The operative technique used in the current study, which entails tear size reduction in combination with SCR and side-to-side suturing to the remnants of the posterior cuff, has been described before.1,9,22,46,47 Therefore, improvement after SCR may be due to the partial repair of the infraspinatus that is part of the procedure. There is still controversy regarding additional side-to-side suturing to the rotator interval or even the subscapularis tendon.1,9,22,39,48 To avoid the risk of shoulder stiffness, we did not perform any anterior side-to-side sutures in the present population, as recommended.46,47

Few data are available regarding use of acellular xenograft for SCR. The available data, however, show comparable results of SCR using a xenograft versus dermal allografts.14,23,24,37

The current study is the first to compare SCR versus PR in irreparable posterosuperior RCTs. One patient who underwent SCR had a revision using latissimus dorsi transfer because of patch failure. Regarding the PR cohort from which the pairs were matched, 9 of 60 patients underwent revision due to clinical failure by means of arthroscopic debridement, latissimus dorsi transfer, or reverse total shoulder arthroplasty. Although we found no significant differences in outcome scores between the matched groups, the lower revision rate of 4.8% (1/21) in the initially identified SCR cohort in comparison with 15% (9/60) in the initially identified PR cohort may favor increased use of the SCR technique in the future. However, worse prognostic preoperative factors in the unmatched PR cohort may have contributed to the higher revision rate. Further studies comparing these 2 cohorts with a larger sample size may demonstrate clinical and radiographic differences.

The strengths of this study are the high-quality comparison due to match-paired cohort groups and the follow-up of at least 2 years for a relatively new technique. The study has several limitations. First, the differences in functional outcome scores and graft materials used in this study versus other studies make it difficult to compare outcomes directly. Second, postoperative MRI was not routinely performed, and preoperative DASH and WORC index scores were not available for comparison. Third, because the PR group was drawn from a historic patient group, the follow-up time was longer for this group than for the SCR group. Fourth, the 2 cohorts underwent surgery by different surgeons. However, within each group, a single surgeon performed the operations, and both surgeons had trained in the same center and had a similar level of experience.

Conclusion

For irreparable posterosuperior RCTs, both SCR and PR techniques resulted in significant improvements in clinical outcomes after a minimum of 2 years of follow-up, with no significant differences in evaluated outcomes between the 2 techniques. Regarding long-term results including whether these techniques can prevent or delay decentralization of the humeral head and progression to RCT arthropathy, further studies are needed.

Acknowledgment

The authors thank all of the contributing patients.

Footnotes

Final revision submitted August 18, 2020; accepted September 4, 2020.

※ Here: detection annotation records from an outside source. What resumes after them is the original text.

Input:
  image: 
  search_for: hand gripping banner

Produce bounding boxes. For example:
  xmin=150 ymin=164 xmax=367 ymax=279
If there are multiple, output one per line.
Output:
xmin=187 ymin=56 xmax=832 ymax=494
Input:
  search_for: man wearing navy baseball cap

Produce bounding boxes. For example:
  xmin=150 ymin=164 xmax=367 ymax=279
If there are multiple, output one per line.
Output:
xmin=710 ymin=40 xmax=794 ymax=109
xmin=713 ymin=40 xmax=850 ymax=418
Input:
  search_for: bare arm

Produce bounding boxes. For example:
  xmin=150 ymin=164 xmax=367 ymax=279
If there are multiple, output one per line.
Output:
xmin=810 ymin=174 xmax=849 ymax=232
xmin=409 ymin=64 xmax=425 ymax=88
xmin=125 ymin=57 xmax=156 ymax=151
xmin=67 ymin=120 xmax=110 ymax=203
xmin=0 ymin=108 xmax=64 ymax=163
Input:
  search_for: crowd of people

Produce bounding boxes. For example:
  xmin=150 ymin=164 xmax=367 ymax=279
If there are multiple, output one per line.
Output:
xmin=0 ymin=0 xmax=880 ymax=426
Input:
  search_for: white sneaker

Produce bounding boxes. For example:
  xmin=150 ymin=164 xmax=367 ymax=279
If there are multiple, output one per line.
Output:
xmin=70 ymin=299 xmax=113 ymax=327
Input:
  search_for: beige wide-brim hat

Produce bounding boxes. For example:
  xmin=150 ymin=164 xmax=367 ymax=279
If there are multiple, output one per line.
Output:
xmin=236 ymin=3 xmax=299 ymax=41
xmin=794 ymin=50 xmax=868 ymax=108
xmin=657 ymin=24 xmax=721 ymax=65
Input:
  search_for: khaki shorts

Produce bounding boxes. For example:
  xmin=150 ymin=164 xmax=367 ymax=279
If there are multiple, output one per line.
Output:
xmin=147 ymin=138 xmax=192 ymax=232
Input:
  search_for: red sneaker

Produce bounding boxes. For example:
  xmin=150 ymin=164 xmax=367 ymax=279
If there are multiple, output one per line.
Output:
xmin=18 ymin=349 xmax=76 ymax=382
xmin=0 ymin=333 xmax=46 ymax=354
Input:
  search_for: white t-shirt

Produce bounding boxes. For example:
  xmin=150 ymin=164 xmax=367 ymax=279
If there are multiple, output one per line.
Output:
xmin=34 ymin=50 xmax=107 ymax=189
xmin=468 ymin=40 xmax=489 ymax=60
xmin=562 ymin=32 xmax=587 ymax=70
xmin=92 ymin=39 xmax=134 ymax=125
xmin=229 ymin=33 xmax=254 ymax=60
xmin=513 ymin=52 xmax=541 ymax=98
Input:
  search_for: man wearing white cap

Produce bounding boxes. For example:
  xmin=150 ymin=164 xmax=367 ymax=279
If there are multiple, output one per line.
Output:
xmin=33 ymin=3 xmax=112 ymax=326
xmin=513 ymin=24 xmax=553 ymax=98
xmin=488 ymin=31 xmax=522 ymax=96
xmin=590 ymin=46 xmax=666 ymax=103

One or more of the authors has declared the following potential conflict of interest or source of funding: S.G. and M.K. are medical advisors for Arthrex GmbH. A.V. is a consultant for DJO Global. AOSSM checks author disclosures against the Open Payments Database (OPD). AOSSM has not conducted an independent investigation on the OPD and disclaims any liability or responsibility relating thereto.

Ethical approval for this study was obtained from the University of Regensburg (ref No. 17-657-101).